Retirement savers will be able to contribute $500 more to 401(k)s and individual retirement accounts in 2019. Workers with slightly higher incomes will also qualify to contribute to Roth IRAs and claim the retirement saver’s tax credit. Here’s how the retirement account rules will change in 2019.
The 2019 401(k) contribution limit. The contribution limit for 401(k)s, 403(b)s, most 457 plans and the federal government’s Thrift Savings Plan will increase from $18,500 in 2018 to $19,000 in 2019. “If you’re already maxing out your retirement account, the best thing to do is to simply increase your paycheck deferrals slightly so that you continue to automatically max out your retirement account at these new, higher limits,” says Meg Bartelt, a certified financial planner and president of Flow Financial Planning in Bellingham, Washington. “The $500 higher max allows you to get a bit more tax benefit on retirement savings.” Workers can defer paying income tax on approximately $42 more per month as a result of this change. The 401(k) catch-up contribution limit for employees age 50 and older is unchanged at $6,000. Older workers can contribute a maximum of $25,000 to 401(k) plans in 2019.
The 2019 IRA contribution limit. The IRA contribution limit will also grow by $500 to $6,000 in 2019, the first increase in the limit since 2013. “The extra $500 invested will also compound over time making the additional contributions especially valuable for young folks,” says Ryan Cole, a certified financial planner for Citrine Capital in San Francisco. “For example, an extra $500 invested annually would amount to $100,000 in extra retirement savings (over 35 years), assuming just 8 percent returns in the retirement plan. The result is a much more comfortable retirement for those who choose to take advantage of the increase.” However, the IRA catch-up contribution limit for those age 50 and older is not subject to a cost-of-living adjustment and will remain $1,000.
Traditional IRA income cutoffs for 2019. Workers who don’t have access to a 401(k) plan or similar type of retirement account through their job can contribute to a tax-deductible IRA regardless of how much they earn. However, employees who are eligible for a 401(k) plan may be prohibited from additionally claiming a tax deduction on an IRA contribution if they earn too much. “If you are covered by an employer plan, your ability to deduct IRA contributions is based on the contribution limits and how you file, such as single, married filing joint, to determine whether you can deduct all, partial or none of the IRA contribution,” says Laura Morganelli, a certified financial planner for Abacus Wealth Partners in Philadelphia. “However, even if you cannot deduct your IRA contribution, you still receive the benefit of tax-deferred growth.”

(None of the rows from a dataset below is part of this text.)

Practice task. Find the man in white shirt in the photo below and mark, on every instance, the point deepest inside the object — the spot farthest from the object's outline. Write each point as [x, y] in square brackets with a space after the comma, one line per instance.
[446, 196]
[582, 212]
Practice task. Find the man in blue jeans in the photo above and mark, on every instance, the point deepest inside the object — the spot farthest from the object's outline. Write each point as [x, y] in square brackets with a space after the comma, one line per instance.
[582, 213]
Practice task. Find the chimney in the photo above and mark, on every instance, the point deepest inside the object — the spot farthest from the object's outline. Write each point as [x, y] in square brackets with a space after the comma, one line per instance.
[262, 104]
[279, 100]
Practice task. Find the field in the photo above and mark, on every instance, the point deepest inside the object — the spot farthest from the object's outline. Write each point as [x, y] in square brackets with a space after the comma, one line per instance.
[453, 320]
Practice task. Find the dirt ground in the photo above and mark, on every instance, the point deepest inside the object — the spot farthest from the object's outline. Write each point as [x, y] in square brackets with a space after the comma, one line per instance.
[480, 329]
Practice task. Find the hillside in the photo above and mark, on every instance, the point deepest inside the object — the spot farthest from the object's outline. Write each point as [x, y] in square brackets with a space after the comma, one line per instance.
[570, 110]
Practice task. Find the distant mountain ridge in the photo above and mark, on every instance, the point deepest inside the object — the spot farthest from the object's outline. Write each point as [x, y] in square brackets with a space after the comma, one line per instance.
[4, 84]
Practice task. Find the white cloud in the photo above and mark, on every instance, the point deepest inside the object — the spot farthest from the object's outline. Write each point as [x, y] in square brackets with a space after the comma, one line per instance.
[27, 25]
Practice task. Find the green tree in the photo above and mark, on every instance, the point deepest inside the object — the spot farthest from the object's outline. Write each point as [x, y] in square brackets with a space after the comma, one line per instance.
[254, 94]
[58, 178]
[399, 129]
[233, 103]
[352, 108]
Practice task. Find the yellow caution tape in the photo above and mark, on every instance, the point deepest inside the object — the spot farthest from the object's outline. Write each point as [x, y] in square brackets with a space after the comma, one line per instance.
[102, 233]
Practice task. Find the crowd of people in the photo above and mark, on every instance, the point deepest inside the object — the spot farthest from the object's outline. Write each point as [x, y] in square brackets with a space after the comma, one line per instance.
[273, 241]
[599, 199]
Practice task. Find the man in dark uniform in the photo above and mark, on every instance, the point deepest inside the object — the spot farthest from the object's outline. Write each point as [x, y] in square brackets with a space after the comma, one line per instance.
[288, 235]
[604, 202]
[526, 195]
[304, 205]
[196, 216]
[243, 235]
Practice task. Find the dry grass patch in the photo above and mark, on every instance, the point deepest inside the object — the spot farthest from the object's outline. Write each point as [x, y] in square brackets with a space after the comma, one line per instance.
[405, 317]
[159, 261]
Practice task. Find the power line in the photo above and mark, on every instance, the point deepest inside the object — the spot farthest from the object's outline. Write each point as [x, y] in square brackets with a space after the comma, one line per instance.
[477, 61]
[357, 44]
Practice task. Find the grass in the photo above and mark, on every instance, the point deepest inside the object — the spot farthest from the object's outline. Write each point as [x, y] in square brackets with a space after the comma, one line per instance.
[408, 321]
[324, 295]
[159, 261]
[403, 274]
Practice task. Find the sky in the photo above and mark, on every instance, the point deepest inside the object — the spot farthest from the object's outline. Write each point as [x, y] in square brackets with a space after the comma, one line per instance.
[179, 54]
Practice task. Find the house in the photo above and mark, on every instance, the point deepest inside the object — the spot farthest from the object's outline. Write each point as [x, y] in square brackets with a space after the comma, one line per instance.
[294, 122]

401(k) participants are prohibited from claiming a tax deduction for a 2019 IRA contribution if they earn more than $74,000 as an individual and $123,000 as a married couple filing jointly, up $1,000 and $2,000, respectively, from 2018. The tax deduction is phased out for individuals earning more than $64,000 and couples earning more than $103,000 in 2019. If only one member of a married couple is eligible for a 401(k) plan at work, the IRA tax deduction is phased out if the couple’s income is between $193,000 and $203,000 in 2019, up $4,000 from the previous year.
Roth IRA income limits for 2019. After-tax Roth IRA contributions allow you to qualify for tax-free investment growth and tax-free withdrawals in retirement. Workers can earn $2,000 more in 2019 ($4,000 for couples) and remain eligible to contribute to a Roth IRA. The ability to make Roth IRA contributions is phased out for workers who earn more than $122,000 as an individual and $193,000 as a married couple in 2019. Those who earn more than $137,000 as an individual or $203,000 as a married couple aren’t able to directly contribute to a Roth IRA in 2019. “The advantage of a Roth account is that any withdrawals in retirement are not taxed,” Morganelli says. “Therefore, if you are in a lower tax bracket and having contributions that are tax deductible would not be beneficial, a Roth account is a fantastic choice.”
The 2019 saver’s credit income limits. Low and moderate income retirement savers can earn between $500 and $1000 more and still qualify for the saver’s credit. This tax credit is worth between 10 and 50 percent of 401(k) and IRA contributions up to $2,000 for individuals and $4,000 for couples. The income limit for the saver’s credit will increase to $32,000 for individuals, $48,000 for heads of household and $64,000 for married couples in 2019. Retirement savers with the lowest incomes are eligible for the biggest tax credit, which could be worth as much as $1,000 for individuals and $2,000 for couples. The saver’s credit can be claimed in addition to the tax deduction for saving in a traditional retirement account.